Attract Foreign Investors

Foreign portfolio investment in India’s equity markets has fallen from an inflow of Rs 51,252 crore in 2017 to an outflow of Rs 33,014 crore in 2018. So far this year, the inflow totals Rs 67,923 crore, according to NSDL data. But July has not been an encouraging month, with an outflow of over 10,000 crore rupees, mostly on account of a new tax imposition in Budget 2019.

For minimum public shareholding norms to be met by companies, it is important that a harmonised and hassle free investment experience is provided to investors, specifically FPIs.  

It is for this reason that the Finance Minister in her Budget speech proposed to rationalise and streamline the existing Know Your Customer norms for FPIs to make them more investor friendly.

Also, to give impetus to FPI investments in companies, the Budget also proposes to increase the automatic statutory limit for FPI investment in a company from 24 percent (which can currently be increased with approval of shareholders by special majority) to the sectoral foreign investment limit, with an option available with the concerned company to provide a lower threshold.

The government may also consider relaxing sectoral foreign investment caps and conditions further. For instance, banking and insurance are sectors which constitute majority of companies, besides PSUs, in the top 20 MPS non-complaint list in BSE 500, and sectoral thresholds for these may be liberalised.

Implementation of these reforms along with the new MPS requirement is likely to facilitate an increase in foreign investment in companies looking to meet the MPS norms.

Tax Treatment

That said, some thought would also need to be spared by the government on the prevalent tax-related concerns. Due to the proposed increase in surcharge on ‘individuals’ in the income group of Rs 5 crore and above, the effective Long-Term Capital Gains tax and Short-Term Capital Gains tax would be 14.25 percent (from 12 percent) and 21.3 percent (from 18 percent), respectively.

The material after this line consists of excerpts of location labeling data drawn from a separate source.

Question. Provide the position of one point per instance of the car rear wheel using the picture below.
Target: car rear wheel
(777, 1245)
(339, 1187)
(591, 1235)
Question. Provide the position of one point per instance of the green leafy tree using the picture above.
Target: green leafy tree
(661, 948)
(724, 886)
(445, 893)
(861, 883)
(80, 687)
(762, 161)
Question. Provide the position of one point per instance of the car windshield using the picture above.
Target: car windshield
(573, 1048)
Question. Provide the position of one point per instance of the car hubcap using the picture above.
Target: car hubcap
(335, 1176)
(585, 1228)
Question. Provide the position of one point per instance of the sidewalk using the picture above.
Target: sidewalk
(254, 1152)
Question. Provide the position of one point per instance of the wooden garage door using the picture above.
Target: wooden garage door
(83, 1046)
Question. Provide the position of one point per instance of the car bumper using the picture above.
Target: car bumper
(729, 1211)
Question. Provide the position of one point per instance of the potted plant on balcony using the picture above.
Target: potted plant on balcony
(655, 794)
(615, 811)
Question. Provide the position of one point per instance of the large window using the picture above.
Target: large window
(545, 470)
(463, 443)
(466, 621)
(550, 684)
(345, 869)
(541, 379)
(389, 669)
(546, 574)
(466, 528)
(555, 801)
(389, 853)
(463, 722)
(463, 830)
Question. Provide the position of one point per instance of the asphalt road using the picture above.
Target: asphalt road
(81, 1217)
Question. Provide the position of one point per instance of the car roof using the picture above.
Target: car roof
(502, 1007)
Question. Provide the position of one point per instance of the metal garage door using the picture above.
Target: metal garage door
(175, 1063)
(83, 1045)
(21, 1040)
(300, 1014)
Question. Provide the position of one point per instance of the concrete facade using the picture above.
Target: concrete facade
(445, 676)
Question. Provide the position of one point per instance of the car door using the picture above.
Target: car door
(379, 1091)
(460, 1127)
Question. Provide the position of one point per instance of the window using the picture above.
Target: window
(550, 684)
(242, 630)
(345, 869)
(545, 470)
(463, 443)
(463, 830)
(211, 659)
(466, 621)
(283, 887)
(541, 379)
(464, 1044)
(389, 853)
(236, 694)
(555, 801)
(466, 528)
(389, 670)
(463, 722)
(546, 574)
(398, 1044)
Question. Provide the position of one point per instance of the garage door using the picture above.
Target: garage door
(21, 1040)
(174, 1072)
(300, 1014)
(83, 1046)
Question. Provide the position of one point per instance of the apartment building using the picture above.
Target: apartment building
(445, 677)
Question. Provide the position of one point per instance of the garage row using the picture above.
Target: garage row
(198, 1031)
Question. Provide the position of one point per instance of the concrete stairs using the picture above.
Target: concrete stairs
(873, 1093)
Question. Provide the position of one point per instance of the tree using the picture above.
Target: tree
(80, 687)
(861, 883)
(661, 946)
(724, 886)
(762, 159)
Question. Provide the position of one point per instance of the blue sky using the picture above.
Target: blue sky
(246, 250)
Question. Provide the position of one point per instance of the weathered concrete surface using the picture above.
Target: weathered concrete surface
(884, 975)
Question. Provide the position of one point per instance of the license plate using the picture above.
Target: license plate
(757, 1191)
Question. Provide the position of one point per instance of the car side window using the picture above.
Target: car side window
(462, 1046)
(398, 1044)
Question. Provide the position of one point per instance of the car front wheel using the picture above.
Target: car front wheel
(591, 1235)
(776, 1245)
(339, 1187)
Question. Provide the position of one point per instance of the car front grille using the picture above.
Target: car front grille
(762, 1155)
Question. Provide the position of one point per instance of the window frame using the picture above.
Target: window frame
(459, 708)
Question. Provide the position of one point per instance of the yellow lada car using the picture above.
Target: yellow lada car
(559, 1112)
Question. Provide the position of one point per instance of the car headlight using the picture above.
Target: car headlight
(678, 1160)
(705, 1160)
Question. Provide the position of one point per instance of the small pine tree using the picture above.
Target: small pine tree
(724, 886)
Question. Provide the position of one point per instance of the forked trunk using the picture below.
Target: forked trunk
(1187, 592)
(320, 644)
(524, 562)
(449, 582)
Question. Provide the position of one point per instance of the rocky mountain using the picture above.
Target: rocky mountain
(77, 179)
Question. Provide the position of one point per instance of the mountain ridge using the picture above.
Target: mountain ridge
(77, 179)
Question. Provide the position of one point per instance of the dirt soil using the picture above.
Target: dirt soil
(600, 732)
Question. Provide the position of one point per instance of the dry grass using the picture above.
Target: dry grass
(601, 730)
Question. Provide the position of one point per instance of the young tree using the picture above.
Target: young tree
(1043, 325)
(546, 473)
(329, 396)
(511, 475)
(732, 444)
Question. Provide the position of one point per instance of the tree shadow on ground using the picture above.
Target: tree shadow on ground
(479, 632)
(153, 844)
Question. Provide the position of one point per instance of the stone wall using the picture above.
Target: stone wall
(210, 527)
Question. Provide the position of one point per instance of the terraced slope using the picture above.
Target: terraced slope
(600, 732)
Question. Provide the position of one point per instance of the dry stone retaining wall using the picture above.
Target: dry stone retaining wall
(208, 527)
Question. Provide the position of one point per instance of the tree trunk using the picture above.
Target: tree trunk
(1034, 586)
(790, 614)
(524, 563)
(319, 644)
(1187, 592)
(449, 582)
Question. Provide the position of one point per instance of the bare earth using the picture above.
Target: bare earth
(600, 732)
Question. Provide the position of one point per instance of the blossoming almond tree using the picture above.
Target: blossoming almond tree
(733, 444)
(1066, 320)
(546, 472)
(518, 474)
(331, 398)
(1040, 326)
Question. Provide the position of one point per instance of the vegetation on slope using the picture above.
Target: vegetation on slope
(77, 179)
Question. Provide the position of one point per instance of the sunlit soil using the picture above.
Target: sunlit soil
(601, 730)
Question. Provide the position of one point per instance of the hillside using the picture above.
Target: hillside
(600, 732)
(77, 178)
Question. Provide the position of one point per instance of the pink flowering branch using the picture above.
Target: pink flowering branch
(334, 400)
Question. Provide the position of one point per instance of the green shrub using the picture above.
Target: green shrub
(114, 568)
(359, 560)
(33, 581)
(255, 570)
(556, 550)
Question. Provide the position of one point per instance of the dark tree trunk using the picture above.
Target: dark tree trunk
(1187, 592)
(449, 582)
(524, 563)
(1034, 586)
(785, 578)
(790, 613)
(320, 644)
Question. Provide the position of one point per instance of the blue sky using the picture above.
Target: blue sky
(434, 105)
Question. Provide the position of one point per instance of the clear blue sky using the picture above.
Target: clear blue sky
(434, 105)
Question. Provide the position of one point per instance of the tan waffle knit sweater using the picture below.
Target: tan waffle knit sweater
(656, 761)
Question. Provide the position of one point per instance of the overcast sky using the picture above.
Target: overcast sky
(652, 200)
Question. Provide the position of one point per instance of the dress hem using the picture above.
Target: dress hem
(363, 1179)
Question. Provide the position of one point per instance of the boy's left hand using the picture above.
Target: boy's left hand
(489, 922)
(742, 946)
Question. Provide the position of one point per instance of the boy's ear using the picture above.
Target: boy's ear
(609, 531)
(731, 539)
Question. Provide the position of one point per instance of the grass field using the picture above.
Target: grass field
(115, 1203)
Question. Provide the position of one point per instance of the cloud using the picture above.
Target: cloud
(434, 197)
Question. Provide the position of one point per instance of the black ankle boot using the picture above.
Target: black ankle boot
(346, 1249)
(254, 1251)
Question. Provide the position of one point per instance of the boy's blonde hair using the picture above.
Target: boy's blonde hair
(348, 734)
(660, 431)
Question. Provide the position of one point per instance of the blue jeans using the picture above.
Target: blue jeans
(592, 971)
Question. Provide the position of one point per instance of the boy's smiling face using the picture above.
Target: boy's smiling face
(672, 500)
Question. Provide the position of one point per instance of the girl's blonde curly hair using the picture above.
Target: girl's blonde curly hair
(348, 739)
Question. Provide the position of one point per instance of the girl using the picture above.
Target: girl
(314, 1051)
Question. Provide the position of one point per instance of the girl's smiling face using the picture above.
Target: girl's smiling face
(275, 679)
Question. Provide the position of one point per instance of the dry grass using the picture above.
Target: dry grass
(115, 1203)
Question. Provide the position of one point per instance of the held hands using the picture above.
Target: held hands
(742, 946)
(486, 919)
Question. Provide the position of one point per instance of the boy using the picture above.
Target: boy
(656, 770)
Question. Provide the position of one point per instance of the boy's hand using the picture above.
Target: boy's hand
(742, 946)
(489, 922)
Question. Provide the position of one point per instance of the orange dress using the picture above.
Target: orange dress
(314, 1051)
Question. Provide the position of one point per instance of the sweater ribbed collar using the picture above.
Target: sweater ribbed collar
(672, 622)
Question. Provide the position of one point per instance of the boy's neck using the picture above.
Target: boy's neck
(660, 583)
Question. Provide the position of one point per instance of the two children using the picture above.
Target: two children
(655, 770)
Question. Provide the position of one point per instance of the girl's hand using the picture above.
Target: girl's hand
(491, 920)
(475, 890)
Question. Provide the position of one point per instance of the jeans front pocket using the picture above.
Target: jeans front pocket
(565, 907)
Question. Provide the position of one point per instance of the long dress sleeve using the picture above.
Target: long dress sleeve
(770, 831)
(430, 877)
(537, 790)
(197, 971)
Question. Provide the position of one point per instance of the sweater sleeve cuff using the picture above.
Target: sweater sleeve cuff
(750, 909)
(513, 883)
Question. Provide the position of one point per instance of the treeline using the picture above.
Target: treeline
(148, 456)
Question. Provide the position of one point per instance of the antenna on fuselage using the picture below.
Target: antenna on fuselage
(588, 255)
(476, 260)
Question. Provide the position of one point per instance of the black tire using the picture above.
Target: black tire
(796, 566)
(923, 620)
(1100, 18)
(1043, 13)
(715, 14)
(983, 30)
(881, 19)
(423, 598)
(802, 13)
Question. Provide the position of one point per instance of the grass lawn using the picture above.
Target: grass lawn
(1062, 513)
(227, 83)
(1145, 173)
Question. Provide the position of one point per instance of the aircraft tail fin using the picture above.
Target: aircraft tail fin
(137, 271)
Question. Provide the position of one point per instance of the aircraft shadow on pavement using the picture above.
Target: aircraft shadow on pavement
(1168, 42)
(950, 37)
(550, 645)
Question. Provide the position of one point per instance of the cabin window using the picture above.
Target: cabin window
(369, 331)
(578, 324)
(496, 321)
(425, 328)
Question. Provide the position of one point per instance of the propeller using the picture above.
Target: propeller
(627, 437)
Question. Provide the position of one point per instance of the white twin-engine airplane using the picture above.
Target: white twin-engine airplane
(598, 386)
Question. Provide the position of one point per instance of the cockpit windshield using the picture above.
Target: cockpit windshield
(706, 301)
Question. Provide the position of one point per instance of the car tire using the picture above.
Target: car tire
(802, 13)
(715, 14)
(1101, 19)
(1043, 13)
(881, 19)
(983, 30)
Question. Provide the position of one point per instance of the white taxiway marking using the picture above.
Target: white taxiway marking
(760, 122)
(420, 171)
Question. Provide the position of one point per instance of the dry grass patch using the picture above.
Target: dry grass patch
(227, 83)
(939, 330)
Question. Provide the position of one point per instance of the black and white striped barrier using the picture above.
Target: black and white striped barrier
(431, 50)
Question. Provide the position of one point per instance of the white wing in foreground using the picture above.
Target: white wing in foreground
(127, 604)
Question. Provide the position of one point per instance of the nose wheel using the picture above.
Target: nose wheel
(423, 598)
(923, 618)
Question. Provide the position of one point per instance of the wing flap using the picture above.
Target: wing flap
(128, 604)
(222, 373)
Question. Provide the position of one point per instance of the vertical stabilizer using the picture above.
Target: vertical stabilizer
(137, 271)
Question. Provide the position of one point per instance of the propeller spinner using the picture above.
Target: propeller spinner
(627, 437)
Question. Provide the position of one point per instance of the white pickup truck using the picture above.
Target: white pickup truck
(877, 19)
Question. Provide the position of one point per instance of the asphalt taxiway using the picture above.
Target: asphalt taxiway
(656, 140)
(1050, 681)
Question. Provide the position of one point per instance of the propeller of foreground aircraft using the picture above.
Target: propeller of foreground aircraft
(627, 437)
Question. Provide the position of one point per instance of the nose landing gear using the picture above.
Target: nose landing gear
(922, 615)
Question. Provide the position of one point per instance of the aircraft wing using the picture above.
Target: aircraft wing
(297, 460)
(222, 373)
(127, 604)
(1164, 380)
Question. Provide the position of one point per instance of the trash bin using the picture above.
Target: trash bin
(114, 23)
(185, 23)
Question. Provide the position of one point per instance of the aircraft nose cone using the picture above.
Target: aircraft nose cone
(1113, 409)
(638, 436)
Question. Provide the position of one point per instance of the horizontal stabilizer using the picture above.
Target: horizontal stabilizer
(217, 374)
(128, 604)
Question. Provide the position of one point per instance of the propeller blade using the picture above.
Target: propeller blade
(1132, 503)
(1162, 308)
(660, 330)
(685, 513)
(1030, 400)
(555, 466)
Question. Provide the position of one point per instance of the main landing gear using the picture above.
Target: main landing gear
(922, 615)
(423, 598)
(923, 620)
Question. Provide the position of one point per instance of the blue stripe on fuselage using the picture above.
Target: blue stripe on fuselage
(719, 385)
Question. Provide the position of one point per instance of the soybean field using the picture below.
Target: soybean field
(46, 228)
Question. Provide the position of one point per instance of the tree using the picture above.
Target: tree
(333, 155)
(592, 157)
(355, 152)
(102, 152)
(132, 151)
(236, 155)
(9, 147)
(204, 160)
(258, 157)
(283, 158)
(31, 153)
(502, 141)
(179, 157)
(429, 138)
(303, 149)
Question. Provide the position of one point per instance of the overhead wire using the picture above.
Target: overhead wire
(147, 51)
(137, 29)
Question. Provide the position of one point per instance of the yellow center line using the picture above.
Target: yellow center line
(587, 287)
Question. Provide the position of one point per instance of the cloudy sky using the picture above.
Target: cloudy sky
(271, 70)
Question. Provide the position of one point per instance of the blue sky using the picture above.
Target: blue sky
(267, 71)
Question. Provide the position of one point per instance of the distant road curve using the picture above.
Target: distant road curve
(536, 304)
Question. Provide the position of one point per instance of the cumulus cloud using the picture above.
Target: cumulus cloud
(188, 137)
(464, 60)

Given their structure of association of persons/trusts, a majority of FPIs fall under this category. Pending clarity from the government, FPIs may not participate to the extent expected in the potential MPS related dilutions.

Accordingly, given the expected large scale impact and implications of the 35 percent MPS norm, it is critical that the government and regulators pay heed to various aspects, ranging from process to incentives, and concerns of all stakeholders, prior to effecting these new norms.

This will ensure that the structural and regulatory amendments achieve the broad objective sought to be achieved by bringing in this change - a deeper public equity market, widely-held shareholding structures and better governance. Or else, form may hurt the substance.

The first part in this series examined the costs of a 35 percent minimum public shareholding norm.

The second part in this series focused on the winners and losers that this process would create.

Cyril Shroff is the managing partner of Cyril Amarchand Mangaldas. Manita Doshi is a partner in Cyril Amarchand Mangaldas’ general corporate, mergers & acquisitions and governance practice.

The views expressed here are those of the authors, and do not necessarily represent the views of BloombergQuint or its editorial team.